Wade took another drink from the bottle and set it down next to him on the tailgate. He looked at me and said, “Toothache,” then lit a cigarette and stared out the open door at the backside of the house, where now and then we could see Margie pass by the kitchen window, walking from the sink to the stove.

Wade said, “So you think Mel Gordon would want to get rid of him, but he wouldn’t want it to look like a hit, a professional killing. Because that would only confirm the Mafia connection and make people dig deeper.”

“Right. But a hunting accident, now that would be perfect.”

“Yep,” he said. “I guess it would. It’s true, y know. Show a kid like Jack enough money, and he just might do something like that. And it’ obviously the easiest way in the world to shoot somebody and get away with it. Shit, in this state, even if you admit that you shot somebody in the woods, so long as you say it was accidental, you might get fined fifty bucks and your hunting license gets pulled for the season. Jack, fucking Jack. He probably claimed the guy shot himself, instead of saying he shot him himself accidentally, because it was the first day of the season and Jack hadn’t got his own deer yet and didn’t want his license pulled.”

“That, and his reputation as a guide.”

Wade laughed lightly. “I don’t know, Rolfe. It’s all a little too neat for me.” Then he turned serious again. “Nothing in life is ever that neat.”

“Some things are,” I said.

“Only in books.”

This was a criticism of me, I knew, the bookish one, as Wade would have it, the one who did not know about real life, which he regarded as his area of expertise. He may not have been to college, as he was fond of pointing out, but he had been in the army and had been a cop, and he had seen some things that would surprise you about human nature. Whereas I, by his lights, had lived a privileged and protected and therefore, when it came to human nature, an ignorant life.
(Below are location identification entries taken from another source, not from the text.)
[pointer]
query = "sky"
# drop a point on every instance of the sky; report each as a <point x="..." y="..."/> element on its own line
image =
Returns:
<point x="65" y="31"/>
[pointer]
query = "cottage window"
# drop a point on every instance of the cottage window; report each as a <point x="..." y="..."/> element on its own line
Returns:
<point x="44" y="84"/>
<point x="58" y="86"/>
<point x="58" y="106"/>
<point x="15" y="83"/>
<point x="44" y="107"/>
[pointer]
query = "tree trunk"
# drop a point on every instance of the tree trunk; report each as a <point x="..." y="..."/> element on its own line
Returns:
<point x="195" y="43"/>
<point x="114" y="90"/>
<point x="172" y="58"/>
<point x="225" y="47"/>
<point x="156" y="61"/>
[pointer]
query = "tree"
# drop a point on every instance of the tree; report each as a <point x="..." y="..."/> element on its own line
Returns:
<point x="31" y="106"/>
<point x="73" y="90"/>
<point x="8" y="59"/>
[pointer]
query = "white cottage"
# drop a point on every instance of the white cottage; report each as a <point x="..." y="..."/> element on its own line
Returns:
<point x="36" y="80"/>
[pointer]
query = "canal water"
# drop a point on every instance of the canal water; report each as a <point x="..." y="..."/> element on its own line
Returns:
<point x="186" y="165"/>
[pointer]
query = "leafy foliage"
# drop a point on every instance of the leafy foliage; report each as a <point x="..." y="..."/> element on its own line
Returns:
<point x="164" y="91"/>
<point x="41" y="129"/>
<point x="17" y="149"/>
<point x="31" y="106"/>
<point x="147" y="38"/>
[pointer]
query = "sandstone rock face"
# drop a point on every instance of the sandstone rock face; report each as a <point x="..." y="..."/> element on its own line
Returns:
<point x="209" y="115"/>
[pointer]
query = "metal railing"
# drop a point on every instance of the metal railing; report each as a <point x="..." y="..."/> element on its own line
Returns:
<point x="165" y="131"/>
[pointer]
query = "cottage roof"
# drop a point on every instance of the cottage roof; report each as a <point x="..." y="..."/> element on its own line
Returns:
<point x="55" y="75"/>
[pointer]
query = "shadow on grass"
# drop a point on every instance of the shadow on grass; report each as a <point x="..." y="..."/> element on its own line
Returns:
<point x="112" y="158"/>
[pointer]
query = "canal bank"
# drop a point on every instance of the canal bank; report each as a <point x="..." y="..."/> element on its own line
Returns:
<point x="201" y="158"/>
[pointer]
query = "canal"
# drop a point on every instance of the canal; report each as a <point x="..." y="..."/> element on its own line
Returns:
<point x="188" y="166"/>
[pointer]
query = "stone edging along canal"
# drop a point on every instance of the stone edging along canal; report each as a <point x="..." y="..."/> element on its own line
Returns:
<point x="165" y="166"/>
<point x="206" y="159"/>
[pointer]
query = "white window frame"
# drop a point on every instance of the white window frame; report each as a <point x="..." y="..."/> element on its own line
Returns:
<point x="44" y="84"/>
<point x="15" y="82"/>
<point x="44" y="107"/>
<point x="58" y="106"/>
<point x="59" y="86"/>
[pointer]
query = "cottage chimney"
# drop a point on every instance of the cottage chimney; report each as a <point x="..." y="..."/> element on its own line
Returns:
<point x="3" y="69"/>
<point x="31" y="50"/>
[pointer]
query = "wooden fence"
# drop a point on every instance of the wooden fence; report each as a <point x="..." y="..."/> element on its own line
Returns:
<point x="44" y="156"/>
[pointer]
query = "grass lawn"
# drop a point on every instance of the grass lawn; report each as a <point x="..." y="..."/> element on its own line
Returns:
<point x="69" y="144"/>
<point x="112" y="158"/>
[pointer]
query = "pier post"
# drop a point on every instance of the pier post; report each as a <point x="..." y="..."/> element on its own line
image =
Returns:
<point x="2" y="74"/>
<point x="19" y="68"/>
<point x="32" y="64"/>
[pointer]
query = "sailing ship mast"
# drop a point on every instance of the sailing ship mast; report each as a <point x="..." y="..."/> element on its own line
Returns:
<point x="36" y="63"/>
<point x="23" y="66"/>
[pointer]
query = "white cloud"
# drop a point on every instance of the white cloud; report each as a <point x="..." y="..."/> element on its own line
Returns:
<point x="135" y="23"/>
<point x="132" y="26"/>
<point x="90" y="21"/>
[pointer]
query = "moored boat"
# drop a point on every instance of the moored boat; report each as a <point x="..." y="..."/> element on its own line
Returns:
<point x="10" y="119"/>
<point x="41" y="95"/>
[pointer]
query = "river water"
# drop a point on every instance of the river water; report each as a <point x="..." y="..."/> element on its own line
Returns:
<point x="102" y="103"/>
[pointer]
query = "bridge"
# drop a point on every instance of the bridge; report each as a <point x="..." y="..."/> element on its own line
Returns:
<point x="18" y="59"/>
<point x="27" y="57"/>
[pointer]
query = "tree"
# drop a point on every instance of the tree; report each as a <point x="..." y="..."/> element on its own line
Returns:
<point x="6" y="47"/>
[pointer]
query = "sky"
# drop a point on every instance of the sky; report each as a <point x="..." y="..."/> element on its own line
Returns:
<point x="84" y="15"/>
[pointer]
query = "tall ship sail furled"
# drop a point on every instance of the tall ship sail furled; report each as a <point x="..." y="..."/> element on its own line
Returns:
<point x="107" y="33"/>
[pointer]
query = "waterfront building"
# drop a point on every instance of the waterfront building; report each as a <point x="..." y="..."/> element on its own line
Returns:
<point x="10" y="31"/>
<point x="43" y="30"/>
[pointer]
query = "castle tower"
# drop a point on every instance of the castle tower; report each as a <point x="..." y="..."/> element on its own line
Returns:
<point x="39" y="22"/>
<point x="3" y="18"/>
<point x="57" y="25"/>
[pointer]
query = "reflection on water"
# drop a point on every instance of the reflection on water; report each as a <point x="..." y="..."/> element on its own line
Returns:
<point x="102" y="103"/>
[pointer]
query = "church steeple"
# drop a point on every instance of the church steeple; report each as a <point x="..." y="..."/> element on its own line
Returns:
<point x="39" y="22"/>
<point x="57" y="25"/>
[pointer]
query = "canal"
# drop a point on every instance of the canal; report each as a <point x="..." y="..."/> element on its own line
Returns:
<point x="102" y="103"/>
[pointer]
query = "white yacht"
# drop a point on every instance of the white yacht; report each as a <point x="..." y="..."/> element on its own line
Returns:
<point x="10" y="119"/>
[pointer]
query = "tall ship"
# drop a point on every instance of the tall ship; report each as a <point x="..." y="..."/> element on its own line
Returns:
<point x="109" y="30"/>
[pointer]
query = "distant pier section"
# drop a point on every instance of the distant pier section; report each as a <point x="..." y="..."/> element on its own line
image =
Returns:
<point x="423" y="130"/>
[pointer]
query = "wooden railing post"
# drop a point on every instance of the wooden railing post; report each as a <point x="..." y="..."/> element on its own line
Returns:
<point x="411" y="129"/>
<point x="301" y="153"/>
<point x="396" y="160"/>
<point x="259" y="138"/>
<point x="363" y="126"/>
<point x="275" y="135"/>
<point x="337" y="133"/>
“It is what happened,” I said. “And not because it’s so neat, but in spite of it. And I know you agree with me.”

He stood up and walked to the door and stared down the driveway past the house to the road. “You’re trying to make me crazy with this, Rolfe. It gets me so fucking mad, when I think about Jack shooting this guy Twombley, and Mel Gordon paying him for it, to kill his own father-in-law, for God’s sake, the father of his own wife — it gets me so mad I can’t stand it. I feel like hitting something, pounding the shit out of it. You sit there, calmly laying it out like that — I don’t know how the hell you do it. Doesn’t it piss you off?”

“No,” I said. “Not particularly.”

“Well, it makes me crazy. And I can’t do a damned thing about it. The kid gets to kill the guy, and Mel Gordon gets to buy the death of his own father-in-law, and that’s the end of it. Nobody gets punished for it. It’s not right.”

“You don’t care about that, do you?” I said. “Punishment?”

“Sure I do! Right’s right, goddammit. Don’t you care about that, about what’s right?”

“No, not when it has got nothing to do with me. All I care about is what really happened. What the truth is. I am a student of history, remember.”

“Yeah, I remember.” We were silent for a few moments. Wade sat back down beside me on the tailgate and took another drink of whiskey. The truck sputtered, and then the motor coughed and stopped.

“Out of gas,” Wade said in a low voice. He got up and turned off the ignition and returned. “Let’s go in,” he said. He sounded dispirited.